Weinbau in Zeiten des Klimawandels

18.04.2017

Staubtrockener Boden, seit Wochen kein Regen: Das Frühjahr 2017 fällt besonders in Mainfranken durch extreme Dürre auf – wieder einmal. Der Klimawandel stellt auch die Winzer vor Herausforderungen, wie Klima-Experte Professor Heiko Paeth weiß.

Professor Heiko Paeth. (Foto: Lena Köster)
Professor Heiko Paeth. (Foto: Lena Köster)

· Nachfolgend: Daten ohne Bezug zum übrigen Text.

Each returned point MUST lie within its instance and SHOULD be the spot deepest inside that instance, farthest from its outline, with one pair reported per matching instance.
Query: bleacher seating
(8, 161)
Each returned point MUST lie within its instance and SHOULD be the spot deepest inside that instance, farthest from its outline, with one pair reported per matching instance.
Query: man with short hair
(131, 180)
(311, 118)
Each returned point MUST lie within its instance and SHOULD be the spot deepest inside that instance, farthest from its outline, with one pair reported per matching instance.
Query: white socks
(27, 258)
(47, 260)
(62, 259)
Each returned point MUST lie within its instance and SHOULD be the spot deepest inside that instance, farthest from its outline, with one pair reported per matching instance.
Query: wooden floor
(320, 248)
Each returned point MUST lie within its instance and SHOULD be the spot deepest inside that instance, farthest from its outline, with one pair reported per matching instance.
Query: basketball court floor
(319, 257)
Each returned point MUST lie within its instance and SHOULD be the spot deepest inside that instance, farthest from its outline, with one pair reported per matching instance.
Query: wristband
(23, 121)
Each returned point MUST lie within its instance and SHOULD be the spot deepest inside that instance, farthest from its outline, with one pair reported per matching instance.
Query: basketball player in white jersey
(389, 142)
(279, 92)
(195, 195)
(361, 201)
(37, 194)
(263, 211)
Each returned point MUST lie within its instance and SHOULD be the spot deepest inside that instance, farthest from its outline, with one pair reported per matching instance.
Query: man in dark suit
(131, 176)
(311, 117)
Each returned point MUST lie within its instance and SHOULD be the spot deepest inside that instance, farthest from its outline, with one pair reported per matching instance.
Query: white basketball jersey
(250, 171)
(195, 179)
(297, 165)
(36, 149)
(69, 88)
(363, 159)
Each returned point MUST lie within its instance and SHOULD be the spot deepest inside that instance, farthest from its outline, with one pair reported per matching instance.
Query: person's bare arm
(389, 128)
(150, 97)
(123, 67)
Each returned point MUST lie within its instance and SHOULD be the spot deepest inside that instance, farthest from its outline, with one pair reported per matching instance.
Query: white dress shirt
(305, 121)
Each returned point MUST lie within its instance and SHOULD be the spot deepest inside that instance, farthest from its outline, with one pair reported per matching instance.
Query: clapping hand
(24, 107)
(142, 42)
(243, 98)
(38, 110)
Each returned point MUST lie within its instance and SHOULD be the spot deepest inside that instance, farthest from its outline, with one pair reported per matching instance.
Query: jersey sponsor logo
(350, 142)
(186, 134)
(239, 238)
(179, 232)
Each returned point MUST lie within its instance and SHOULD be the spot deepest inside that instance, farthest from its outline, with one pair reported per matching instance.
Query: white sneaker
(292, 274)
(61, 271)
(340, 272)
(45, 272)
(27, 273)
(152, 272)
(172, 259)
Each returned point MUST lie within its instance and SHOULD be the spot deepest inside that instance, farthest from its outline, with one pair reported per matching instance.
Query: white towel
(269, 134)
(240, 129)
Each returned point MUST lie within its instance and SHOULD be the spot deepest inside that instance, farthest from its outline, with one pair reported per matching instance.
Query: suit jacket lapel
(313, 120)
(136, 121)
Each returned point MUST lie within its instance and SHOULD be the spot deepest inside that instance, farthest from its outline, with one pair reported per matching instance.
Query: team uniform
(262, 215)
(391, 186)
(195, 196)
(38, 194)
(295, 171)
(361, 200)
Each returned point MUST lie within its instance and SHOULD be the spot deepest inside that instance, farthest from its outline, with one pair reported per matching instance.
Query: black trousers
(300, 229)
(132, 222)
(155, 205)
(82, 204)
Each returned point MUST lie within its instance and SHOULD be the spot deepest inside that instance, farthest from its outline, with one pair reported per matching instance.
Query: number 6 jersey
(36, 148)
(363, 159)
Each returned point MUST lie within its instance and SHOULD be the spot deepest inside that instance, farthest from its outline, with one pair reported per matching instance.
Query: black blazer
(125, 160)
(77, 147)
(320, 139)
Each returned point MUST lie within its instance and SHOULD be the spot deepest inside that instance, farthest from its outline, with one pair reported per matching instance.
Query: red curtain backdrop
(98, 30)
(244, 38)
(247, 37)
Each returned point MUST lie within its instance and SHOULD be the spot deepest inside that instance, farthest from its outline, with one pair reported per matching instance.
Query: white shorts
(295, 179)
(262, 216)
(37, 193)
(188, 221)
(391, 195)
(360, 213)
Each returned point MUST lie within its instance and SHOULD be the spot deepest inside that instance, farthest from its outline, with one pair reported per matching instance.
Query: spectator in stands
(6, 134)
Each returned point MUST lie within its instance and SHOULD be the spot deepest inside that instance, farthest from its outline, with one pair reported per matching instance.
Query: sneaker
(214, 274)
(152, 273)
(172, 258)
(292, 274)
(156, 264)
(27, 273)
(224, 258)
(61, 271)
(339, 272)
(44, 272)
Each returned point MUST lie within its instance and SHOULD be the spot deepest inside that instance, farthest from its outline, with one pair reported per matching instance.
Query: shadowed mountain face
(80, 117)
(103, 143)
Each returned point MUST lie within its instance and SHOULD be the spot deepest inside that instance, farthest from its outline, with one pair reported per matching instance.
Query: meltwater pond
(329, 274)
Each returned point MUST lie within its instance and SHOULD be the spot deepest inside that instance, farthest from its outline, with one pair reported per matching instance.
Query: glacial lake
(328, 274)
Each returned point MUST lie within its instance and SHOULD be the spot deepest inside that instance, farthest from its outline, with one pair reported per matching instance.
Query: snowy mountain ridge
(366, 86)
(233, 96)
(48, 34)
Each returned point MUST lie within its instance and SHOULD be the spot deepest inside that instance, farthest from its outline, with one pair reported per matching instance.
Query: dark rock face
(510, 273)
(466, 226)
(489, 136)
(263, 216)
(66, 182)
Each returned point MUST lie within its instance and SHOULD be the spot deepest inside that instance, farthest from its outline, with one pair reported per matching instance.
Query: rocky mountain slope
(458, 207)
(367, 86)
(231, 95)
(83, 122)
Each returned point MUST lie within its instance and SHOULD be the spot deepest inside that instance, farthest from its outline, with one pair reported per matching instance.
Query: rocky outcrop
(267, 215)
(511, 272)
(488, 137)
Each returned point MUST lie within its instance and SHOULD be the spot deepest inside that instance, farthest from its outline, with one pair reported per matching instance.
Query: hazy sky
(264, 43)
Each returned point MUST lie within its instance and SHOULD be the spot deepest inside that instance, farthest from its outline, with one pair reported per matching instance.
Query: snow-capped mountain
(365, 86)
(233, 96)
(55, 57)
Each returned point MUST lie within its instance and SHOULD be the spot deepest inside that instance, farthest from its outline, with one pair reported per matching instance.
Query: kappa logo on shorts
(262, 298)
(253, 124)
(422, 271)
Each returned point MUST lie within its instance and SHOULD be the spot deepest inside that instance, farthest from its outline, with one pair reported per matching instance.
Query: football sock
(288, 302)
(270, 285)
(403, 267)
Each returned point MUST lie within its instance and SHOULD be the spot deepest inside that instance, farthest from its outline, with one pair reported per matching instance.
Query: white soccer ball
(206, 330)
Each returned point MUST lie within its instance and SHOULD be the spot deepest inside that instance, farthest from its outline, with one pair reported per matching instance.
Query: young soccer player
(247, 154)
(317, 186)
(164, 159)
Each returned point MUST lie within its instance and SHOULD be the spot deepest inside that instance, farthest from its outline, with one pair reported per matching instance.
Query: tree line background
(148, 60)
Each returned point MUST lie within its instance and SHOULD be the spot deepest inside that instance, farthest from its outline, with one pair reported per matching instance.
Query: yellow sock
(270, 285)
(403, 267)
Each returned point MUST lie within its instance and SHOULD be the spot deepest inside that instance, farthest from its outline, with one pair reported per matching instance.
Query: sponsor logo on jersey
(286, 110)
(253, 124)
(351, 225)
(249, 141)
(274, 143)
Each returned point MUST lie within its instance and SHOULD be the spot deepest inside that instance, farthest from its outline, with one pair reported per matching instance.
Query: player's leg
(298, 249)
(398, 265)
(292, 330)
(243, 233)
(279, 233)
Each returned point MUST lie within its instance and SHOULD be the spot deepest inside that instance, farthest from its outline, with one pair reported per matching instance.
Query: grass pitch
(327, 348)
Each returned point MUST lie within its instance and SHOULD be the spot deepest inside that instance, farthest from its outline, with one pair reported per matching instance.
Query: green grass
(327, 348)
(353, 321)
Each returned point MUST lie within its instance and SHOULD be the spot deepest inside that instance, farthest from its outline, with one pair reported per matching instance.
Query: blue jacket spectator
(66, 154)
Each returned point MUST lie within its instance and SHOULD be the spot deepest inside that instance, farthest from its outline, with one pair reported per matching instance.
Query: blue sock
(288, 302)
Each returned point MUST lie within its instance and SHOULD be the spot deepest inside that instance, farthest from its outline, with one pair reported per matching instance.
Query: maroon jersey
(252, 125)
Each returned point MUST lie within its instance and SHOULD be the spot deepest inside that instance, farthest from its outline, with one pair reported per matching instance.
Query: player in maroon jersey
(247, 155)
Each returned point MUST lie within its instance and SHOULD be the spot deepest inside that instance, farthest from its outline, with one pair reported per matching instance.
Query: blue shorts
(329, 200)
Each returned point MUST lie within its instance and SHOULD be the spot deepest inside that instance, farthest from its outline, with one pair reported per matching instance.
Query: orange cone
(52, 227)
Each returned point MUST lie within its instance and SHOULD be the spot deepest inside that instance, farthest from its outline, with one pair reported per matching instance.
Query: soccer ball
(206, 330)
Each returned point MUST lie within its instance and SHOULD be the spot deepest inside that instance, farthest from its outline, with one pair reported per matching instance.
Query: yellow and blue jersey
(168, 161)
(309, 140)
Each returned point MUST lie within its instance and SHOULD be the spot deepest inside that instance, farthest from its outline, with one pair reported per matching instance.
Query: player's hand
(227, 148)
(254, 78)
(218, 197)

Der Weinbau gehört zu Mainfranken wie die Spätzle zu Schwaben. Doch Veränderungen des Klimas stellen die Winzer vor neue Herausforderungen. Klimaforscher Heiko Paeth ist seit 2006 Professor am Lehrstuhl für Physische Geographie der Julius-Maximilians-Universität Würzburg. Sein zentrales Anliegen ist es, für den Klimawandel zu sensibilisieren.

Warum wird Mainfranken in Sachen Klimawandel als „Hotspot“ bezeichnet?

Heiko Paeth: „Seit dem Ende des Zweiten Weltkriegs können wir auf Messdaten zurückgreifen. Der Temperaturanstieg im Winter in Mainfranken ist seitdem mit 1,6 Grad Celsius doppelt so hoch wie im globalen Durchschnitt. Im Zuge des Klimawandels verändern sich die Häufigkeiten von Hochdruck- und Tiefdruckgebieten. Und in Süddeutschland mehren sich im Sommer die Hochdruckgebiete, deshalb wird es wärmer.“

Welche Herausforderungen ergeben sich daher für den Weinbau?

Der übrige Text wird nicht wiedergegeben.